Background: Spinal cord injury (SCI) is a ruinous neurological pathology that results in locomotor and sensory impairment. Neuro-inflammation and secondary neuronal apoptosis contribute to SCI, with anti-inflammatory therapies the focus of many SCI studies. Forsythoside B (FTS•B), a phenylethanoid glycoside extracted from the leaves of Lamiophlomis rotata Kudo, has been shown previously to have anti-inflammatory properties. Nevertheless, the therapeutic effect of FTS•B on neuro-inflammation after SCI is unknown.
Methods: Neuro-inflammation was assessed by western blotting (WB), immunofluorescence (IF) staining, and enzyme-linked immunosorbent assay (ELISA) both in vitro and in vivo. Secondary neuronal apoptosis was simulated in a microglia-neuron co-culture model with the degree of apoptosis measured by WB, IF, and TUNEL staining. In vivo, FTS•B (10 mg/kg, 40 mg/kg) were intraperitoneally injected into SCI mice. Morphological changes following SCI were evaluated by Nissl, Hematoxylin-eosin, and Luxol Fast Blue staining. Basso Mouse Scale scores were used to evaluate locomotor function recovery.
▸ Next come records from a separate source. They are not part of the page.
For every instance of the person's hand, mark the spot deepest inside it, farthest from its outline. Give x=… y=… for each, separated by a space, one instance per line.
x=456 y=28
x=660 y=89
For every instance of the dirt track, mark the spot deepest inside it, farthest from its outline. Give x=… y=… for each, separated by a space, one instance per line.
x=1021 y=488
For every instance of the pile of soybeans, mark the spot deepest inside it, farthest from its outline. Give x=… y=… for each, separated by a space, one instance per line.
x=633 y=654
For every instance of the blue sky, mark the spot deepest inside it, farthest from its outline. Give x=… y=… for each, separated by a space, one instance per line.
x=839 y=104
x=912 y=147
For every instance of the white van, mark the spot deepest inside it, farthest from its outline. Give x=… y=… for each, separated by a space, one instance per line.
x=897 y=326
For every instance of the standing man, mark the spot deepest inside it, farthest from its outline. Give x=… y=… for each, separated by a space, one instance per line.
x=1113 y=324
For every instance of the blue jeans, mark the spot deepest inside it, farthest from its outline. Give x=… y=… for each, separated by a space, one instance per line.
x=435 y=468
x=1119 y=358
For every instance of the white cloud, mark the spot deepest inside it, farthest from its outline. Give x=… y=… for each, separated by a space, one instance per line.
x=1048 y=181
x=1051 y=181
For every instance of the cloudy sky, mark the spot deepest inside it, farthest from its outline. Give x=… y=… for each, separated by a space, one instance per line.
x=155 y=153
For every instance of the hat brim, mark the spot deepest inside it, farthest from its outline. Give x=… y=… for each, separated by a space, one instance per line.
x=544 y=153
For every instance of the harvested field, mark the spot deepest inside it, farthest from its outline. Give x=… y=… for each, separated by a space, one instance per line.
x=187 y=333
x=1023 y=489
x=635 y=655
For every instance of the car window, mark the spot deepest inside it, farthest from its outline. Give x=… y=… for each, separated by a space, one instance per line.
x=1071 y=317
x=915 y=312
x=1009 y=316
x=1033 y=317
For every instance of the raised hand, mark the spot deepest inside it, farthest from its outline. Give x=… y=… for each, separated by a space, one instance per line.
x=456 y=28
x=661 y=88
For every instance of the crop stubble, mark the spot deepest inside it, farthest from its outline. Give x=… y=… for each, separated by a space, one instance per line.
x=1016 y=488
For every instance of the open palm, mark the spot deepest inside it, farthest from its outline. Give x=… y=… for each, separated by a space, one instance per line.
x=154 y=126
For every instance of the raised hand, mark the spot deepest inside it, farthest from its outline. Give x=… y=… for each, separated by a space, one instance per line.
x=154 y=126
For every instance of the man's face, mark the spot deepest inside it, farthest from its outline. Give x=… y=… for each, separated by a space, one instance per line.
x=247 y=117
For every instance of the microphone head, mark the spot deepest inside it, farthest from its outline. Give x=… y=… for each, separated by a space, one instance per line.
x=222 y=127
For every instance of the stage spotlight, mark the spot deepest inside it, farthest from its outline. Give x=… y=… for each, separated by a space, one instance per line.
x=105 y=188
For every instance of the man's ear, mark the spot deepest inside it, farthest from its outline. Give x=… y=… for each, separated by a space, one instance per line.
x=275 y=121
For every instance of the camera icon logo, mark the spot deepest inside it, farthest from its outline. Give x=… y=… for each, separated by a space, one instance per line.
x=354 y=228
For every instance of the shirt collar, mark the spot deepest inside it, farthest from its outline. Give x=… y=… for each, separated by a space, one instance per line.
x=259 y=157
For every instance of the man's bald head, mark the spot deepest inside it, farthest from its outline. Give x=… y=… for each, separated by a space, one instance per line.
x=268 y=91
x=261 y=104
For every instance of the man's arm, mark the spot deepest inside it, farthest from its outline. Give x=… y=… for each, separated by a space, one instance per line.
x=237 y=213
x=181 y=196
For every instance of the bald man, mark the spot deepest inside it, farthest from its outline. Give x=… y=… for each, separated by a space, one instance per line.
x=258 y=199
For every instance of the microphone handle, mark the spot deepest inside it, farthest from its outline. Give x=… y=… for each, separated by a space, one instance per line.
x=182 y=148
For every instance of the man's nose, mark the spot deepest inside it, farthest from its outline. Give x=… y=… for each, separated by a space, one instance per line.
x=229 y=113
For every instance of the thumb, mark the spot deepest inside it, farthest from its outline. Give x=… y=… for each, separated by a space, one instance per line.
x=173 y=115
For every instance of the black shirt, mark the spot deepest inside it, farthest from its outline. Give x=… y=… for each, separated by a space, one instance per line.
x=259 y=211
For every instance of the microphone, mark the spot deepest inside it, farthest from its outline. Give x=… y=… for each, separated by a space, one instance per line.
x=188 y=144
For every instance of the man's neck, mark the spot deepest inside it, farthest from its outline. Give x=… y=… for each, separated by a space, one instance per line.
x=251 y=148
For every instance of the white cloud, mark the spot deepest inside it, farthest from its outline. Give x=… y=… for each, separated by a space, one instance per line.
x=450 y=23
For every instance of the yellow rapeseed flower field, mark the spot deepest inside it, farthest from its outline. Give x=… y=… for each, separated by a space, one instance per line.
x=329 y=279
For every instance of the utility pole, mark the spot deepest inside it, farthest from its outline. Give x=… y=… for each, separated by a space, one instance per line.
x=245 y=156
Results: FTS•B markedly decreased the levels of iNOS, COX-2 and signature mediators of inflammation. Phosphorylated p38 and nuclear factor-kappa B (NF-κB) were markedly decreased by FTS•B. Additionally, FTS•B-induced inhibition of NF-κB and p38-MAPK signaling pathways was reversed by Nrf2 downregulation. Administration of FTS•B also significantly reduced apoptosis-related protein levels indicating that FTS•B ameliorated secondary neuronal apoptosis. FTS•B administration inhibited glial scar formation, decreased neuronal death, tissue deficiency, alleviated demyelination, and promoted locomotor recovery.
Conclusion: FTS•B effectively attenuates neuro-inflammation and secondary neuronal apoptosis by inhibition of NF-κB and p38-MAPK signaling pathways through activating Nrf2 after SCI. This study demonstrates FTS•B to be a potential therapeutic for SCI.
Keywords: Forsythoside B; NF-κB; Neuro-inflammation; Neuronal apoptosis; Spinal cord injury; p38-MAPK.